Code Better With AI, Not Less
Published
I think a lot about atrophy. I’m the kind of engineer who is really proud of my typing speed - I can crank out high quality code at speed when I’m in a good flow state. But the more I use AI tools, the harder it gets to actually write code. Contrary to what a lot of AI salespeople are saying, engineers are still going to have to write code by hand - whether it’s to keep down costs, or because the mdoels just can’t produce the kind of quality a highly trained software developer can. And yet, when I find myself actually writing code, I realize that the crtical thinking parts of my brain have atrophied significantly.
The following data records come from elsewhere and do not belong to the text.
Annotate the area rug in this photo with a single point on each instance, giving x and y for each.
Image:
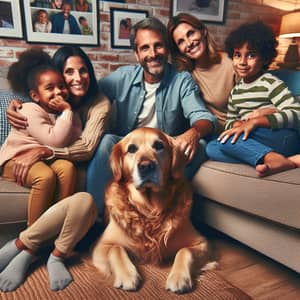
(87, 285)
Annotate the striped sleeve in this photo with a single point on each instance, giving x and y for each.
(232, 113)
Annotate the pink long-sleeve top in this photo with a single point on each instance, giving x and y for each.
(44, 129)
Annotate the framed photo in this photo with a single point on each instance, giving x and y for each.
(45, 22)
(205, 10)
(121, 22)
(10, 19)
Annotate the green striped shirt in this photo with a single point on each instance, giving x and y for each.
(266, 91)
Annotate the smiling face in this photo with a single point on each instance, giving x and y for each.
(66, 10)
(43, 17)
(247, 63)
(77, 77)
(50, 84)
(190, 41)
(151, 53)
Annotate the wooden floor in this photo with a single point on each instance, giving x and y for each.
(254, 273)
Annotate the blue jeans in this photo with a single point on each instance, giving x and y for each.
(260, 142)
(99, 172)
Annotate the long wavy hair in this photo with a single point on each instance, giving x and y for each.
(181, 61)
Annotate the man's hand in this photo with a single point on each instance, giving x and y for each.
(188, 143)
(25, 160)
(15, 118)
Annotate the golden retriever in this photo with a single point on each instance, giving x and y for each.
(149, 204)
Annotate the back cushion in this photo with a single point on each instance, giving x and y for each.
(291, 79)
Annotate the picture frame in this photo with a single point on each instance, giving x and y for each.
(205, 10)
(83, 24)
(121, 22)
(10, 19)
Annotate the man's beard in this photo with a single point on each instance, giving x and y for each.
(156, 71)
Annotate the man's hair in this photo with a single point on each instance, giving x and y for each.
(259, 36)
(149, 23)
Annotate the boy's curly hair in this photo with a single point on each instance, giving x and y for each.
(259, 36)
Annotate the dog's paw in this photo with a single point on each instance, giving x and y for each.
(212, 265)
(128, 281)
(179, 282)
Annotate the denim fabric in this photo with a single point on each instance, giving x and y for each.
(260, 142)
(178, 104)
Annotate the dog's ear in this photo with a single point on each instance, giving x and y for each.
(116, 162)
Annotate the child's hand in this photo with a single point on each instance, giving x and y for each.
(244, 127)
(261, 112)
(59, 104)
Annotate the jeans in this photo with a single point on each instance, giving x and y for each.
(260, 142)
(99, 173)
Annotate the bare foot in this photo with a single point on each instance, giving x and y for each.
(275, 163)
(295, 159)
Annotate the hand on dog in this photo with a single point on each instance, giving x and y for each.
(188, 143)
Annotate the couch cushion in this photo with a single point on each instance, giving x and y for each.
(13, 202)
(5, 98)
(275, 197)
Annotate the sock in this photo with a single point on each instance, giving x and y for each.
(7, 253)
(15, 272)
(58, 274)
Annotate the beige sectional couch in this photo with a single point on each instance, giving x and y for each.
(263, 213)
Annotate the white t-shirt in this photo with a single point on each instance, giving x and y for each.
(147, 116)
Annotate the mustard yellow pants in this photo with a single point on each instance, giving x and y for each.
(65, 222)
(49, 183)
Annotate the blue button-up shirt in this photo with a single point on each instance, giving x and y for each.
(178, 103)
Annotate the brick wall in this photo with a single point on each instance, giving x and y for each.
(106, 59)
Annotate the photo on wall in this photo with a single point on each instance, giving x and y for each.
(121, 22)
(62, 22)
(205, 10)
(10, 19)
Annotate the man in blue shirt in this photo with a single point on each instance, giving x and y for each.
(64, 22)
(150, 94)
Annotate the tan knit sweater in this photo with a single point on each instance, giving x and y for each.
(94, 116)
(216, 84)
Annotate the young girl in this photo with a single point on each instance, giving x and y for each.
(42, 24)
(264, 142)
(51, 122)
(56, 4)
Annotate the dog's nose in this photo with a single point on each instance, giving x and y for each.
(145, 167)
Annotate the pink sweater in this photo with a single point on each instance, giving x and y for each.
(44, 129)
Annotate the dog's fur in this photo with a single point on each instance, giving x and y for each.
(149, 202)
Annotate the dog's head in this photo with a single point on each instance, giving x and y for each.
(146, 157)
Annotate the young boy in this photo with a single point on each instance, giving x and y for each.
(262, 119)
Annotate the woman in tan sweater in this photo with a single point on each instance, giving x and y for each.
(69, 220)
(193, 49)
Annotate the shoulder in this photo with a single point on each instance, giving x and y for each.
(31, 108)
(269, 79)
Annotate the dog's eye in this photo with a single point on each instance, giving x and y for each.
(158, 146)
(132, 148)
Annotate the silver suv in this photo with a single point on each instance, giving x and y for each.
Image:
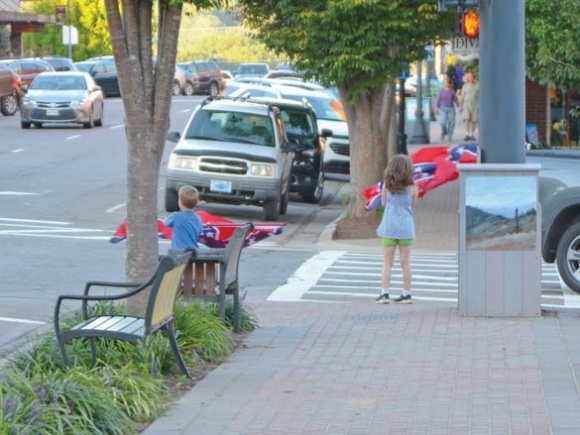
(233, 152)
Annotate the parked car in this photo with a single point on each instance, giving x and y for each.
(27, 69)
(62, 97)
(252, 70)
(10, 91)
(247, 88)
(330, 115)
(233, 152)
(300, 123)
(202, 77)
(104, 73)
(559, 195)
(59, 63)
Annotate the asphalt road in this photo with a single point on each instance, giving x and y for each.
(62, 195)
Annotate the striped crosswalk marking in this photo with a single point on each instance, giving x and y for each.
(336, 276)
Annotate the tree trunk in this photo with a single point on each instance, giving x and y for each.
(146, 93)
(370, 148)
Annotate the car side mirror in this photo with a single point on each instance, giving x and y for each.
(326, 132)
(289, 147)
(173, 136)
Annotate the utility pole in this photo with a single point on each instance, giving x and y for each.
(502, 81)
(69, 31)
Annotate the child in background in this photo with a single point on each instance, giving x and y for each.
(186, 223)
(397, 227)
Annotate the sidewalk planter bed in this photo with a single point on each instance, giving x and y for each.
(119, 395)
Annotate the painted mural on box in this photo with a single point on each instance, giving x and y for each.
(501, 213)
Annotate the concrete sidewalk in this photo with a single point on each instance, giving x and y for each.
(359, 368)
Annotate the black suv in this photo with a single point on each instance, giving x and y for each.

I’m looking for a new job right now which means I’m grinding Leetcode. Nothing is more humbling that returning to an easy problem I could’ve solved in a minute six months ago, and completely blanking. I’ve started to feel my old strength return to me as I work through problems. I mostly do this by reading the solution and typing out the code - as this blog post argues, actually typing out the code tends to be the best way to get your brain working.
Vibe coding is probably the worst way to maintain your coding skills. You don’t interface directly with the code at all, and you tend to concern yourself with end goals more than implementation. There’s a reason why traditional engineering teams separate out the product design from the implementation - these are different skillsets, and both are important. But using AI ghost text/autocomplete is nearly as bad. I justified it by telling myself that I’m still in the code, but critically, using these autocompletions changes the way you type code. You end up trained to pause for the machine to write your code. Even natural pauses are interrupted by code suggestions - your implementation may have been better, but for the sake of time you’ll probably just hit tab.
So in the interest of actually developing my skills, I decided to take something that works for me (reading problem solutions and implementing them when I get stuck) and turn it into a tool. I built Teaching Ghosts, a VS Code extension that give you suggestions for what to code, but not implementation details or actual code snippets. It has a configurable pause so it doesn’t run immediately when you stop for a moment, giving you time to think for yourself. I’ve been playing with it for a few days and have found it to be helpful - I feel like I’m doing enough of the critical thinking.
Of course the main issue with this is that models are optimizing for writing code, not writing code guidance. This comes across in some of the comments the LLM leaves, which can look more like a summary of the solution than guidance on how one might get to the solution. I’m working to mitigate this at the prompt level, but there’s only so much you can do to overcome the training data.
As per usual, you can find the source code on my GitHub profile. Feel free to download and use it locally, or adapt to your needs.